We can expand the $$P(D)$$ in the denominator using LOTP:

$= \frac{P(D|C)P(C)}{P(D|C)P(C) + P(D|C^c)P(C^c)}$

Let’s now break down these probabilities. First, consider $$P(C)$$, or the marginal probability that we are currently in State 1. This structure is completely symmetric with respect to States 1 and 2: we start in a uniformly random states, and transition between every state with probability $$1/2$$. Therefore, by symmetry, there must be equal probabilities of being in State 1 or State 2 marginally (that is, unconditionally), so $$P(C) = 1/2$$, and thus $$P(C^c) = 1 - P(C) = 1/2$$ (since $$P(C^c)$$ is just the probability of being in State 2).

Now consider $$P(D|C)$$, or the probability of observing an emission of 0 if we are in State 1. By the structure of this problem, if we are in State 1, the emission is distributed $$Pois(a)$$. Therefore, we just need the probability that a $$Pois(a)$$ random variable takes on the value 0. Recall that if $$X \sim Pois(\lambda)$$, the PMF of $$X$$ is defined as:

$P(X = x) = \frac{e^{-\lambda} \lambda^x}{x!}$

To find the probability of a $$Pois(a)$$ random variable taking on the value 0, then, we plug in $$a$$ for $$\lambda$$ above (since $$a$$ is our parameter) and we plug in 0 for $$x$$ (since we want the probability of the random variable crystallizing to 0). This comes out to $$e^{-a}$$, so we have that $$P(D|C) = e^{-a}$$.

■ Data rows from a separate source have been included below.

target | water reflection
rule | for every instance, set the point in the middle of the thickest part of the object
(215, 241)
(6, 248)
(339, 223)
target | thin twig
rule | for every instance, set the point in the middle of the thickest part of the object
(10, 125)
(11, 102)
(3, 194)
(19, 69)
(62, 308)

Finally, consider $$P(D|C^c)$$, or the probability of observing an emission of 0 if we are in State 2. This is similar to the calculation above: we need the probability that a $$Pois(b)$$ random variable (i.e., the emission distribution of State 2) takes on value 2. By the same calculation above, this comes out to $$e^{-b}$$. Putting it all together:

$P(C|D)= \frac{P(D|C)P(C)}{P(D|C)P(C) + P(D|C^c)P(C^c)} = \frac{e^{-a}}{e^{-a} + e^{-b}}$ Notice that we dropped the $$P(C)$$ and $$P(C^c)$$ terms because they are both $$1/2$$ and thus cancel out.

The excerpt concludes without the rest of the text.